Who are/what are your biggest motivators?

My biggest motivator right now is money. I don’t have it and I need it to accomplish a lot of other goals, like getting out of debt and getting gender-confirming surgeries.

Do you find entering the work force as a woman has any bearing on how people will treat you?

Absolutely. The ways I have been treated before and after transition are very different. The tasks I am asked to complete are different. The ways men and women talk to me are different.

Have you ever experienced sexism or sexual harassment within a workplace?

Before transition, when most of the world saw me as a man, men I worked with felt comfortable saying very sexist things about women to me. I found many things that were said to me very offensive, but I was mostly too scared to say anything back due to fears of being outed, and even potentially losing my job.

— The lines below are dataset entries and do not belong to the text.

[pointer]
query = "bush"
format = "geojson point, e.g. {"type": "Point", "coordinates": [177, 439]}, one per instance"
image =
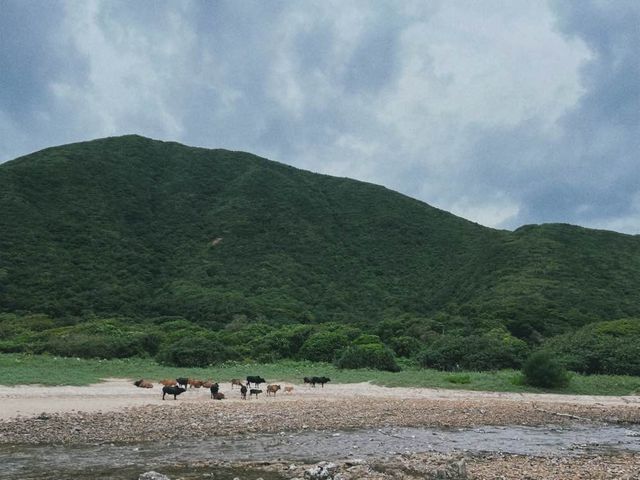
{"type": "Point", "coordinates": [373, 355]}
{"type": "Point", "coordinates": [487, 352]}
{"type": "Point", "coordinates": [405, 346]}
{"type": "Point", "coordinates": [193, 352]}
{"type": "Point", "coordinates": [323, 346]}
{"type": "Point", "coordinates": [542, 370]}
{"type": "Point", "coordinates": [459, 379]}
{"type": "Point", "coordinates": [611, 348]}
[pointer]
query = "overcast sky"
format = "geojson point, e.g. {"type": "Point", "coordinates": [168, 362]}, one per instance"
{"type": "Point", "coordinates": [503, 112]}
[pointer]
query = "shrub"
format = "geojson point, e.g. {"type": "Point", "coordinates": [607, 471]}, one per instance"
{"type": "Point", "coordinates": [611, 348]}
{"type": "Point", "coordinates": [96, 346]}
{"type": "Point", "coordinates": [193, 352]}
{"type": "Point", "coordinates": [542, 370]}
{"type": "Point", "coordinates": [323, 346]}
{"type": "Point", "coordinates": [474, 352]}
{"type": "Point", "coordinates": [372, 355]}
{"type": "Point", "coordinates": [459, 379]}
{"type": "Point", "coordinates": [405, 346]}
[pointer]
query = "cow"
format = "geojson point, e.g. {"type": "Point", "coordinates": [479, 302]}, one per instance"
{"type": "Point", "coordinates": [182, 382]}
{"type": "Point", "coordinates": [175, 391]}
{"type": "Point", "coordinates": [314, 380]}
{"type": "Point", "coordinates": [272, 389]}
{"type": "Point", "coordinates": [254, 391]}
{"type": "Point", "coordinates": [214, 390]}
{"type": "Point", "coordinates": [193, 383]}
{"type": "Point", "coordinates": [320, 380]}
{"type": "Point", "coordinates": [143, 384]}
{"type": "Point", "coordinates": [255, 379]}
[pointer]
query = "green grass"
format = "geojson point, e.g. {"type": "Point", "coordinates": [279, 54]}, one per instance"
{"type": "Point", "coordinates": [48, 370]}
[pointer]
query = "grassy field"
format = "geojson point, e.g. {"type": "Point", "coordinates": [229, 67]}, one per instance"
{"type": "Point", "coordinates": [48, 370]}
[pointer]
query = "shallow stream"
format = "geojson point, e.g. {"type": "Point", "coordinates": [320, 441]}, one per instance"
{"type": "Point", "coordinates": [128, 461]}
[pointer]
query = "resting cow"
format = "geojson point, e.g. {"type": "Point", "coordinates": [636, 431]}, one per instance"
{"type": "Point", "coordinates": [175, 391]}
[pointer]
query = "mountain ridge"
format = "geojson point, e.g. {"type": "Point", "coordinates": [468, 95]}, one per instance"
{"type": "Point", "coordinates": [124, 225]}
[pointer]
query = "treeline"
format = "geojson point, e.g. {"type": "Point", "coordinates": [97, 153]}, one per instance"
{"type": "Point", "coordinates": [611, 347]}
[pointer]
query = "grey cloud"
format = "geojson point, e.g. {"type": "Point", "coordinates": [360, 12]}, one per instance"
{"type": "Point", "coordinates": [438, 101]}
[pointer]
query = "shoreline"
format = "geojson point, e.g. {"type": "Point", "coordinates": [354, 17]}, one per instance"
{"type": "Point", "coordinates": [116, 411]}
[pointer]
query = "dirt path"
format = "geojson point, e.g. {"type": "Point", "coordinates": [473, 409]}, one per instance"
{"type": "Point", "coordinates": [117, 394]}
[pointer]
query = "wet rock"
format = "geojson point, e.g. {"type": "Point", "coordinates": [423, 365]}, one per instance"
{"type": "Point", "coordinates": [452, 471]}
{"type": "Point", "coordinates": [322, 471]}
{"type": "Point", "coordinates": [153, 476]}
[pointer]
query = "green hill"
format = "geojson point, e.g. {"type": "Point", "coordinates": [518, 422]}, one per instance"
{"type": "Point", "coordinates": [145, 230]}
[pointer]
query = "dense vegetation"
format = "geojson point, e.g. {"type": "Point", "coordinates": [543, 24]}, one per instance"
{"type": "Point", "coordinates": [129, 246]}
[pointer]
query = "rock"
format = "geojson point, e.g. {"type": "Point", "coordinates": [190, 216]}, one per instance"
{"type": "Point", "coordinates": [322, 471]}
{"type": "Point", "coordinates": [153, 476]}
{"type": "Point", "coordinates": [452, 471]}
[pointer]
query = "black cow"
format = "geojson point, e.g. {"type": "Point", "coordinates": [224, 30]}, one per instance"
{"type": "Point", "coordinates": [182, 382]}
{"type": "Point", "coordinates": [175, 391]}
{"type": "Point", "coordinates": [321, 380]}
{"type": "Point", "coordinates": [314, 380]}
{"type": "Point", "coordinates": [255, 379]}
{"type": "Point", "coordinates": [254, 391]}
{"type": "Point", "coordinates": [214, 390]}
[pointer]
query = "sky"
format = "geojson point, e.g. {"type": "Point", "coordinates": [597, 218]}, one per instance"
{"type": "Point", "coordinates": [505, 112]}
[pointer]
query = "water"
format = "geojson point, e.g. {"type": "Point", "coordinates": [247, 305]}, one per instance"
{"type": "Point", "coordinates": [128, 461]}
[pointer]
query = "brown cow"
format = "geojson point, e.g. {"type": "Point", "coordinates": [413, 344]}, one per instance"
{"type": "Point", "coordinates": [193, 383]}
{"type": "Point", "coordinates": [272, 389]}
{"type": "Point", "coordinates": [143, 384]}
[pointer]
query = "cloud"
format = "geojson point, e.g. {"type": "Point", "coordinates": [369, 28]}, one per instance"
{"type": "Point", "coordinates": [502, 112]}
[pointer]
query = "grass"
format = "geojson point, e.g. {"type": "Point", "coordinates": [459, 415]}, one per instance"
{"type": "Point", "coordinates": [17, 369]}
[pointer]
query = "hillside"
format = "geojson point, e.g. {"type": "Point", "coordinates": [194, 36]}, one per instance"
{"type": "Point", "coordinates": [142, 229]}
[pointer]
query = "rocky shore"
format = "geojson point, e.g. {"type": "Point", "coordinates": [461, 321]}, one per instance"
{"type": "Point", "coordinates": [430, 467]}
{"type": "Point", "coordinates": [207, 418]}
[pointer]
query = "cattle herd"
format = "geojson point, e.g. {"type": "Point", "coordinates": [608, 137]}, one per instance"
{"type": "Point", "coordinates": [176, 386]}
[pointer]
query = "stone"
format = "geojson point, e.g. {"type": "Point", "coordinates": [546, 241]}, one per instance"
{"type": "Point", "coordinates": [153, 476]}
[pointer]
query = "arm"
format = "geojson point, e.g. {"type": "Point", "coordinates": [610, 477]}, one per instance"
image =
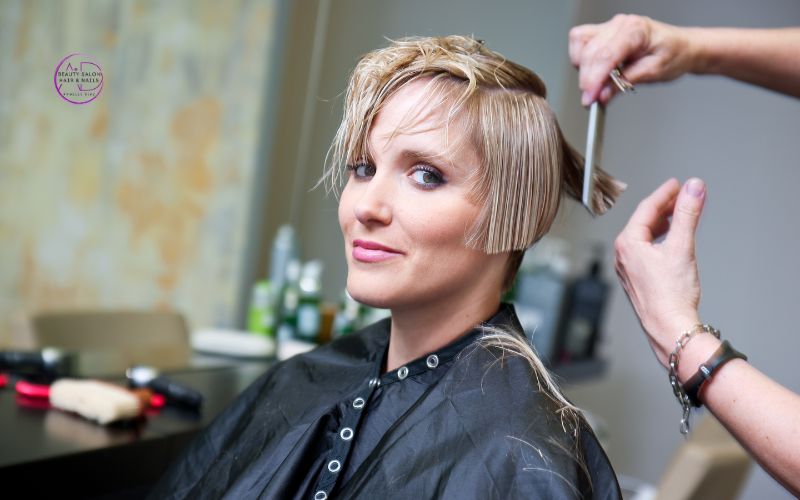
{"type": "Point", "coordinates": [662, 283]}
{"type": "Point", "coordinates": [653, 52]}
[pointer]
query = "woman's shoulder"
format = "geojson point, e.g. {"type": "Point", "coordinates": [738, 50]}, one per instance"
{"type": "Point", "coordinates": [505, 408]}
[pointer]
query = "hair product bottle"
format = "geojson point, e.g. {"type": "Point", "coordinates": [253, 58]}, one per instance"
{"type": "Point", "coordinates": [539, 296]}
{"type": "Point", "coordinates": [585, 306]}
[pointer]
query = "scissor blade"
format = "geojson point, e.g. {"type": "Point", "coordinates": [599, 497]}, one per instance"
{"type": "Point", "coordinates": [594, 143]}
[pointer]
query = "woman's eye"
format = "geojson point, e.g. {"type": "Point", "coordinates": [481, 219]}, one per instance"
{"type": "Point", "coordinates": [427, 177]}
{"type": "Point", "coordinates": [363, 170]}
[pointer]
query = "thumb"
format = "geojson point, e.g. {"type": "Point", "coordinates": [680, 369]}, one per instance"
{"type": "Point", "coordinates": [686, 216]}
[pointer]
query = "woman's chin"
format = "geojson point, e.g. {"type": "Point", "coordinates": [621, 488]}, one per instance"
{"type": "Point", "coordinates": [371, 296]}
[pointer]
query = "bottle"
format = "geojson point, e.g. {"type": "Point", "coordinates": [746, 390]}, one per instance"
{"type": "Point", "coordinates": [585, 306]}
{"type": "Point", "coordinates": [261, 319]}
{"type": "Point", "coordinates": [284, 250]}
{"type": "Point", "coordinates": [290, 299]}
{"type": "Point", "coordinates": [308, 310]}
{"type": "Point", "coordinates": [347, 317]}
{"type": "Point", "coordinates": [261, 315]}
{"type": "Point", "coordinates": [540, 297]}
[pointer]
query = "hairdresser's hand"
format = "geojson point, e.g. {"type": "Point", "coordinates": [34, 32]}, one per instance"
{"type": "Point", "coordinates": [648, 50]}
{"type": "Point", "coordinates": [661, 278]}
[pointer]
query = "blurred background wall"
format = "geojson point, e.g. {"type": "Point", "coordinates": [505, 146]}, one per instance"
{"type": "Point", "coordinates": [215, 111]}
{"type": "Point", "coordinates": [140, 198]}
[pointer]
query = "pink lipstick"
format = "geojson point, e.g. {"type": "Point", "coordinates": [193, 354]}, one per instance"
{"type": "Point", "coordinates": [370, 251]}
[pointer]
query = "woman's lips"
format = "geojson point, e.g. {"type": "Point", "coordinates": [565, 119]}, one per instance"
{"type": "Point", "coordinates": [370, 251]}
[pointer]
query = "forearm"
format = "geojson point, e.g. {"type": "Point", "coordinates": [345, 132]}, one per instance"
{"type": "Point", "coordinates": [763, 415]}
{"type": "Point", "coordinates": [768, 58]}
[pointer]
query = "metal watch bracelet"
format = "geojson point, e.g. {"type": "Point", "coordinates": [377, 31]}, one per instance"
{"type": "Point", "coordinates": [677, 387]}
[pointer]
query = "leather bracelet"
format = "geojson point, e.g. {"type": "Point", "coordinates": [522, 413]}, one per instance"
{"type": "Point", "coordinates": [722, 355]}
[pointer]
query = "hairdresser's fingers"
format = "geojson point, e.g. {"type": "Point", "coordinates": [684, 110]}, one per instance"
{"type": "Point", "coordinates": [661, 228]}
{"type": "Point", "coordinates": [651, 211]}
{"type": "Point", "coordinates": [688, 208]}
{"type": "Point", "coordinates": [626, 38]}
{"type": "Point", "coordinates": [579, 36]}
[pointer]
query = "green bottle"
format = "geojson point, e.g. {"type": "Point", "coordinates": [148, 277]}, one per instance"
{"type": "Point", "coordinates": [290, 299]}
{"type": "Point", "coordinates": [308, 310]}
{"type": "Point", "coordinates": [261, 316]}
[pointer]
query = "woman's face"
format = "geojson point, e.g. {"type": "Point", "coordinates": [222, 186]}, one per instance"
{"type": "Point", "coordinates": [405, 211]}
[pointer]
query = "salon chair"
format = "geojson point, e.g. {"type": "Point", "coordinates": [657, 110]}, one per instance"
{"type": "Point", "coordinates": [118, 338]}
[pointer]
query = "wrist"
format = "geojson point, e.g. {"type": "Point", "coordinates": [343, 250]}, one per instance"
{"type": "Point", "coordinates": [695, 353]}
{"type": "Point", "coordinates": [699, 51]}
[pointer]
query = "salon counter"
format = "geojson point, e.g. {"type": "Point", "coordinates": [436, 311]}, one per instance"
{"type": "Point", "coordinates": [46, 452]}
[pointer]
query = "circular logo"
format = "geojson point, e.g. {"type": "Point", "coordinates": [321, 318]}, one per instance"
{"type": "Point", "coordinates": [78, 79]}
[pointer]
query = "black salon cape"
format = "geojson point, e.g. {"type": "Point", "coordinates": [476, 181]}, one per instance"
{"type": "Point", "coordinates": [458, 423]}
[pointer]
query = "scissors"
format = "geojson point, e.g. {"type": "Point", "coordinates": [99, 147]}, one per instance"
{"type": "Point", "coordinates": [594, 137]}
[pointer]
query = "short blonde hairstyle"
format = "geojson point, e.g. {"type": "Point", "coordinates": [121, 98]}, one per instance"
{"type": "Point", "coordinates": [526, 164]}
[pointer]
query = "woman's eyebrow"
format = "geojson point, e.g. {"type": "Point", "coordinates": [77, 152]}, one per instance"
{"type": "Point", "coordinates": [438, 159]}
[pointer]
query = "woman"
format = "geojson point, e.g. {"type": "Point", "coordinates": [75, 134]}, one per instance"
{"type": "Point", "coordinates": [454, 165]}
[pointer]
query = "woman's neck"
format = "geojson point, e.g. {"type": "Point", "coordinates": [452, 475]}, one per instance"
{"type": "Point", "coordinates": [420, 330]}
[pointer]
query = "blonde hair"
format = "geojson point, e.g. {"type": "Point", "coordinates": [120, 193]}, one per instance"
{"type": "Point", "coordinates": [526, 164]}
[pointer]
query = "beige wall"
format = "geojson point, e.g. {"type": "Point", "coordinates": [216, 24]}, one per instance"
{"type": "Point", "coordinates": [139, 198]}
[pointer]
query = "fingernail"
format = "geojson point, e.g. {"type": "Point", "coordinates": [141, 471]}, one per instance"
{"type": "Point", "coordinates": [696, 187]}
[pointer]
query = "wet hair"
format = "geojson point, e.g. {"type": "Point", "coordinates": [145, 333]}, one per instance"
{"type": "Point", "coordinates": [526, 163]}
{"type": "Point", "coordinates": [526, 166]}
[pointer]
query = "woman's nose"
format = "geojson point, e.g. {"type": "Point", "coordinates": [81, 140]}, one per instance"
{"type": "Point", "coordinates": [374, 207]}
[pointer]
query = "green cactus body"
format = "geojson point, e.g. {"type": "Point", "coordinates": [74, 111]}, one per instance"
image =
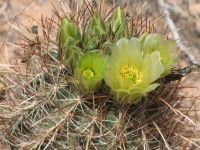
{"type": "Point", "coordinates": [98, 86]}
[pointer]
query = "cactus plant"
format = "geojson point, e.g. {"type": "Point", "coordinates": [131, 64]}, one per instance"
{"type": "Point", "coordinates": [97, 86]}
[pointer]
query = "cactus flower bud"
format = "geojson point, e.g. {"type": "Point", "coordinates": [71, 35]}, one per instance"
{"type": "Point", "coordinates": [130, 74]}
{"type": "Point", "coordinates": [97, 25]}
{"type": "Point", "coordinates": [156, 42]}
{"type": "Point", "coordinates": [89, 71]}
{"type": "Point", "coordinates": [70, 56]}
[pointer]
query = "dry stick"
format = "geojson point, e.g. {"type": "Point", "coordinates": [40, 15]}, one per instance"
{"type": "Point", "coordinates": [177, 38]}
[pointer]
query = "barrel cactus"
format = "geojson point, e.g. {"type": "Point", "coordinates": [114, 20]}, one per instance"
{"type": "Point", "coordinates": [97, 84]}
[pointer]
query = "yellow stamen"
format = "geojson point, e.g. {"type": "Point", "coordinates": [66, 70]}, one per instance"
{"type": "Point", "coordinates": [127, 72]}
{"type": "Point", "coordinates": [88, 73]}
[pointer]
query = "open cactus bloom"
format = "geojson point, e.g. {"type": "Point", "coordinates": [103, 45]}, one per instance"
{"type": "Point", "coordinates": [130, 73]}
{"type": "Point", "coordinates": [89, 71]}
{"type": "Point", "coordinates": [155, 42]}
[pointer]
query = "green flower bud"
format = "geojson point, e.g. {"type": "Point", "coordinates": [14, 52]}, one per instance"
{"type": "Point", "coordinates": [70, 56]}
{"type": "Point", "coordinates": [130, 74]}
{"type": "Point", "coordinates": [97, 25]}
{"type": "Point", "coordinates": [123, 33]}
{"type": "Point", "coordinates": [68, 33]}
{"type": "Point", "coordinates": [118, 20]}
{"type": "Point", "coordinates": [156, 42]}
{"type": "Point", "coordinates": [89, 71]}
{"type": "Point", "coordinates": [89, 42]}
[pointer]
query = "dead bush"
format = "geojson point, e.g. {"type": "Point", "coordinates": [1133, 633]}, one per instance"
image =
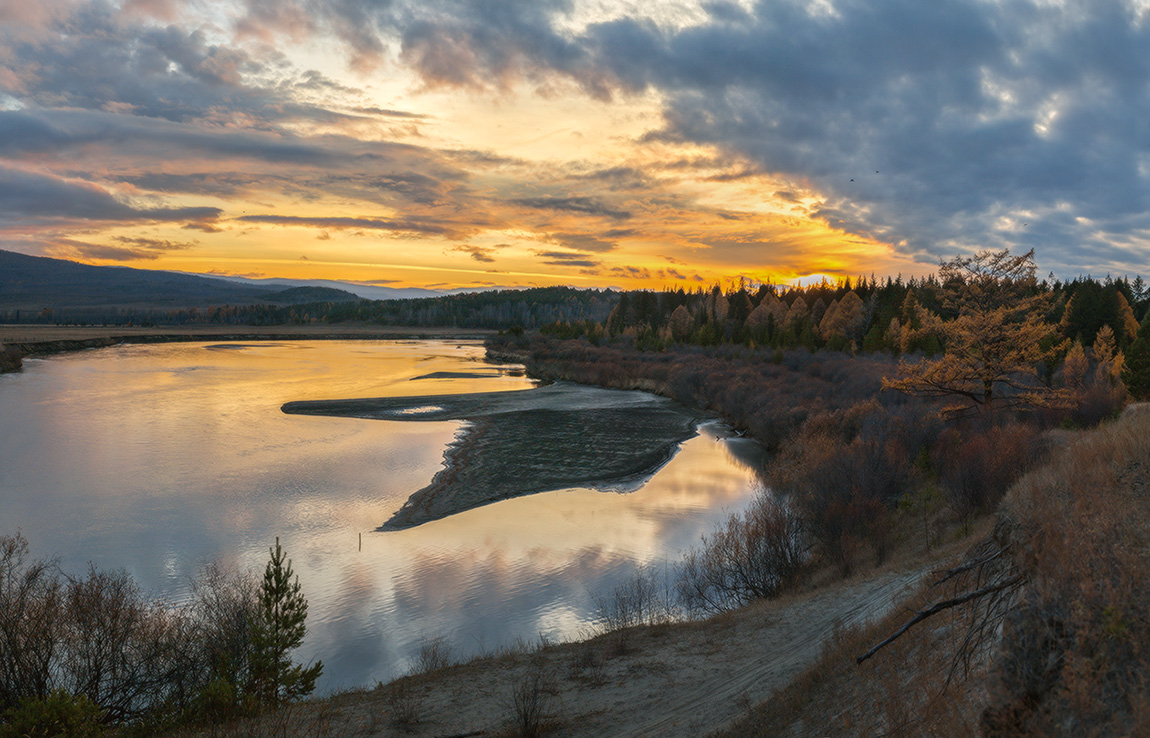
{"type": "Point", "coordinates": [756, 554]}
{"type": "Point", "coordinates": [531, 704]}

How have you dealt with conflict?

I’m really much more timid than I should be. I usually try to avoid conflict, which sometimes means giving in to what the other party wants even if it’s not necessarily what I want. This is definitely something I need to work on in my life.

If so, how did those in your life respond when you told them about it?

I’ve been fortunate to have friends and family in my life who fully support me, and I feel like they really have my back and will generally offer good advice for dealing with these situations.

What are you feelings about motherhood?

I think the choice of whether or not to be a mother is very personal, and that motherhood is not for everyone. I would like to be a mother, but I am obviously not physically capable of that. I would adopt but I don’t have the money to support a child. Maybe one day.

What are you biggest fears?

Being eternally alone.

Your biggest regrets?

My biggest regret is not telling my family about feeling like a girl and wanting to be a girl while I was a child. Of course I don’t know how exactly my life would have ended up in that case, but starting hormones as a teen would have allowed me to live more of my life in an honest way.

Your greatest accomplishments? 

My greatest accomplishment is living through my male to female transition. It required tons of money, time, physical and psychological pain, every emotion you can imagine, as well as the loss of people in my life.